So goes the perennial joke about forecasting. So, why bother then? Because a wrong forecast is better than no forecast
The fact is that businesses do forecast, because they have to. Where no forecast exists, then someone has to make one up. Otherwise, how do the people in purchasing know how much raw material to order, and how does the Managing Director know what to promise the shareholders ?
The danger of not having an effective forecasting process is that everyone is forecasting and every forecast is different. Purchasing will order more raw materials than production is forecasting to use; Inventory will plan more stock than the warehouse is forecasting to hold; sales will target less revenue than finance is anticipating.
What every business needs is one set of numbers with which every department can operate, developed using an effective forecasting process.
Forecasting is a process like any other. It has inputs and outputs, and it has owners. It is measurable, it has objectives, and it brings manifest benefits to the business. Better processes yield better results; better forecasting processes yield better forecasts. Forecasting performance is measured by accuracy, which goes back to the premise that the only certain thing about any forecast is that it will be wrong. However, wrong in what way, and how wrong? And, most important, what should be done to make things better?
Some degree of forecast error is inevitable. Inherent market variability guarantees this. What is important is to reduce error, and to focus on the most important types of error. First, it is forecast error, not accuracy that is important. Error implies the need for improvement without assigning fault. Without affecting the accountability of those that own the forecast, error acknowledges that there are a number of extraneous factors that impact demand and are often entirely unpredictable.
Second, focussing on forecast error makes it easier to attack the worst kind of forecast error: bias. Bias is the tendency for the forecast to err high or low. Over time, bias has a much worse effect on the supply chain than variability. Almost always, it is bias that causes overstocking or customer service failure.
Finally, it is a fact of life that it is easier to forecast large volume items than small volume items. Variability is less, and market factors are more easily predicted. Many items, however, sell in small quantities, and therefore are difficult to forecast. However, items almost always sell in families with similar characteristics, and can be grouped together for forecasting purposes.
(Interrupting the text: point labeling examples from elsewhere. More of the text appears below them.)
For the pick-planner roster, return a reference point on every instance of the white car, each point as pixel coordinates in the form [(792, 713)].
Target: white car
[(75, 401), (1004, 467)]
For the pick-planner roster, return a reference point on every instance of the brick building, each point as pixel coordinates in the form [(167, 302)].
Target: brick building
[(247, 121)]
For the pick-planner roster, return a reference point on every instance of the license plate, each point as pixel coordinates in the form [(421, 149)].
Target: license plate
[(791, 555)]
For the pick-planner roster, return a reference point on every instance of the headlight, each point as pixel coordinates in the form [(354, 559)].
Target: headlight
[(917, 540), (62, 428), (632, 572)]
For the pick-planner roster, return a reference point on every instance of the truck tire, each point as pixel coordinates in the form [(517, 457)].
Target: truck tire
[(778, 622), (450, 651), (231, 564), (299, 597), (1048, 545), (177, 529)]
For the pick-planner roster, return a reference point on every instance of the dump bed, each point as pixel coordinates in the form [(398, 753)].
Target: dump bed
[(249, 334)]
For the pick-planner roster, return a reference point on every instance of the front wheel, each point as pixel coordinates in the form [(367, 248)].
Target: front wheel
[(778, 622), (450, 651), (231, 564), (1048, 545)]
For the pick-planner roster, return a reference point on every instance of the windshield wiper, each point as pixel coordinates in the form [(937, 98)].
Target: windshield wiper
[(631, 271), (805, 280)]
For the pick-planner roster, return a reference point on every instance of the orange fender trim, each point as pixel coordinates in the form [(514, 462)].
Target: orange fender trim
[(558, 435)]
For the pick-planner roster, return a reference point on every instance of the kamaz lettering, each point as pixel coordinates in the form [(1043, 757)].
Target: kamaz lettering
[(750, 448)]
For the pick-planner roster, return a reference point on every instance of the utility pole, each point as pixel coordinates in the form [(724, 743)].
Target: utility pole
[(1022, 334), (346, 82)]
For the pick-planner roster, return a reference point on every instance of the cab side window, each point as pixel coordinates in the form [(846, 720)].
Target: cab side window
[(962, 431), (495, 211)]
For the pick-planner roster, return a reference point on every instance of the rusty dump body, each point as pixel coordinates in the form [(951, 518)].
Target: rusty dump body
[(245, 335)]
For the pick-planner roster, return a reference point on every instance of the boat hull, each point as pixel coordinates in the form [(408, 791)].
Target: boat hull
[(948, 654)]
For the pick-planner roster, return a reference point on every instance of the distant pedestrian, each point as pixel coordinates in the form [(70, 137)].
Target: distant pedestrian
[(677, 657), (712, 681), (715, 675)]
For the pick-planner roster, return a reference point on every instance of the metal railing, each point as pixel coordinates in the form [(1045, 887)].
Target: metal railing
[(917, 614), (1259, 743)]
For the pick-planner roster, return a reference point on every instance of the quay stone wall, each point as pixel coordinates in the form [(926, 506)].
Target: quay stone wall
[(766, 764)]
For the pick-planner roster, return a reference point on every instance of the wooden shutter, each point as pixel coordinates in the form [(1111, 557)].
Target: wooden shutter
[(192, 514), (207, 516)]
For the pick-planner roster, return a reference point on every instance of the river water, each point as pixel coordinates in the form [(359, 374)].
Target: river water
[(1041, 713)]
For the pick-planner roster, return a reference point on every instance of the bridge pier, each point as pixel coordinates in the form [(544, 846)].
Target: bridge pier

This concept is the foundation of forecasting hierarchies, and of the philosophy “forecast less, not more” that is driving cutting edge thought on the forecasting process.
Developing a relevant and effective forecast hierarchy is core to good forecasting. It allows businesses to spend less time forecasting, it gives better understanding of markets and products, and it reduces forecast error. Forecasting using these techniques requires intelligent software that can apply flexible rules to convert high level forecasts to item level, without losing the subtle implications of lifecycle, substitution, promotions, seasonality, and many other effects.
It must also build a hierarchy that reflects the way your business operates within its markets, as well as allowing views of the data that do not conform to this. Such software must be capable of cutting the hierarchy in any direction, giving all functions their own view of the same data.
Much forecasting software relies on historical demand to make future predictions. But this approach only works if it caters for exceptions. Not only do things happen in the market, which buck the trend of a product’s demand, but the selling company often causes these effects. Obvious examples are promotions, stock takes, product launches and price changes.
Such effects must be catered for in any forecast. Not to do so is to court disaster, putting unforeseen pressure on the supply chain, or building up obsolete stock that can destroy the margins. However, forecasters should beware: managing such “events” means factoring them into the predicted demand and out of history; it means learning from them; it means logging them carefully so that the forecast can be correctly interpreted; and it means using a system that can apply events simply and rapidly.
Confidence in your forecast is vital to running an efficient business. The right forecast means the right inventory policy, and the right production or replenishment plan. One cannot exist without the other.
Producing an effective forecast, with all events and promotions catered for, allows a business to reduce the protective buffer it holds in inventory, and to improve service where stock is misbalanced.
The benefits of this strategy are immediate: it will reduce inventory levels, obsolescence, warehouse footprint and capital investment; it will improve service, cash control, order fulfilment and brand reputation.
Forecasting is something we will always have to live with, even if factory performances improve so dramatically that production lead times sit well within the customer demand cycle. We will still require forecasts to support budgets, shareholder reports, purchasing schedules and much more.
Making best use of the forecast requires understanding its limitations on the one hand, and applying it effectively on the other. This means using it as a vital input to the Sales & Operations Planning Process, and integrating the forecast properly into other systems in the business. Inventory optimisation, factory planning, DRP, demand management, available to promise, materials planning, and P&L are just some examples where the forecast can be used effectively to drive improvements in business performance.